NEW YORK (Realist English). Nvidia delivered another round of blockbuster earnings on Wednesday, easily beating Wall Street forecasts for its fiscal third quarter and issuing stronger-than-expected guidance for the current period. But it was CEO Jensen Huang’s dismissal of “AI bubble” fears that drew the most attention from investors.
“There’s been a lot of talk about an AI bubble,” Huang told analysts on the earnings call. “From our vantage point, we see something very different.”
While such confidence can sound like standard CEO messaging, Huang hinted that Nvidia’s visibility into the AI sector — from hard sales data to ongoing deals and customer plans for data-centre build-outs — suggests that underlying demand remains far deeper than critics assume.
Investors appeared to take his reassurance at face value. Nvidia shares jumped 5% in after-hours trading, following a 2.85% gain during the session that helped lift major U.S. indices.
What the numbers show
Nvidia’s quarterly figures far outpaced expectations:
- Net income: up 65% year on year to $31.91bn
- Revenue and earnings: both above analyst estimates
- Guidance: stronger sales outlook for the current quarter
The results added momentum to a broader tech-led rebound.

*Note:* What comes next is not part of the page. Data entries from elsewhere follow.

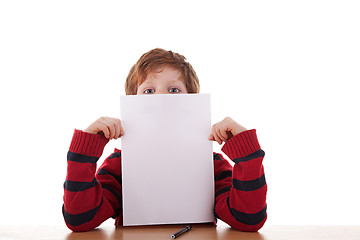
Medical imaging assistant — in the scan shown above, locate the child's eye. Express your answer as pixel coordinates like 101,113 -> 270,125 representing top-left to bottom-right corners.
144,88 -> 154,93
169,88 -> 180,93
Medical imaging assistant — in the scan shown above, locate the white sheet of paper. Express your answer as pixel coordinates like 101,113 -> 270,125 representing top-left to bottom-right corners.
120,94 -> 214,226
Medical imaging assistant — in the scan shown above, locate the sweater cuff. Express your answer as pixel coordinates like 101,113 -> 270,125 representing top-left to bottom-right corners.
221,129 -> 260,160
69,129 -> 109,158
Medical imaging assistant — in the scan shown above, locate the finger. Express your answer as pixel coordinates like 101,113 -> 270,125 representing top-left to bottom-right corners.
99,122 -> 110,138
114,118 -> 121,139
213,129 -> 222,145
209,123 -> 217,141
216,123 -> 227,141
120,125 -> 125,137
100,118 -> 115,139
109,120 -> 116,139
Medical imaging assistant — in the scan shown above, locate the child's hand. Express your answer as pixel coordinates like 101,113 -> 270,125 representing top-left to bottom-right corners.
209,117 -> 247,145
84,117 -> 124,139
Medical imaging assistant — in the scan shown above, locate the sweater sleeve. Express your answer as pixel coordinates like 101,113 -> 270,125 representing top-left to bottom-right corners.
62,130 -> 121,231
214,129 -> 267,231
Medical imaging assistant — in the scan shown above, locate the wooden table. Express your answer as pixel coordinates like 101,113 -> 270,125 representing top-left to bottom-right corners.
0,224 -> 360,240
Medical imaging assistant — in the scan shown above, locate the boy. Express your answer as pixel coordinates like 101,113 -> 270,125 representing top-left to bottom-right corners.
63,48 -> 267,231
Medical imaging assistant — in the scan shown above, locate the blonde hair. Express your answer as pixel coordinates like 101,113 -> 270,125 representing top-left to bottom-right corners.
125,48 -> 200,95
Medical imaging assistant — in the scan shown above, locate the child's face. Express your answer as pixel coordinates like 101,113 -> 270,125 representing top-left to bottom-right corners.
136,66 -> 187,95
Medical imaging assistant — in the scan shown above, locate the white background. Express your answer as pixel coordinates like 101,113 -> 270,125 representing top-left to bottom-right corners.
0,0 -> 360,225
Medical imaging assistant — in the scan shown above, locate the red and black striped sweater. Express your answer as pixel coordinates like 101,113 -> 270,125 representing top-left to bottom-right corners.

The S&P 500 snapped a four-day losing streak, while Alphabet hit a fresh record high. In Europe, the Stoxx 600 was mostly flat after paring early declines.
Other key developments
- Federal Reserve split on December cuts: Minutes from the October meeting showed “many” officials believe no further rate reductions are needed this year, while “several” see a December cut as appropriate.
- Meta’s chief AI scientist resigns: Yann LeCun said on LinkedIn that he is leaving to start his own AI company focused on developing models distinct from the approach used at OpenAI.
- Market risk warning: One strategist told CNBC the odds of the S&P 500 falling at least 10% from recent highs have increased after the index slipped below key technical levels.
And finally… Saudi-U.S. deals face scrutiny
President Donald Trump welcomed Saudi Crown Prince Mohammed bin Salman to the White House this week, promoting a $1 trillion Saudi investment pledge and the potential sale of F-35 jets to Riyadh.
But analysts warn the headline numbers may not reflect reality. A $1 trillion investment is roughly equal to Saudi Arabia’s entire 2023 GDP, and economists say it remains unclear whether such commitments can materialise at that scale — or on the timeline suggested.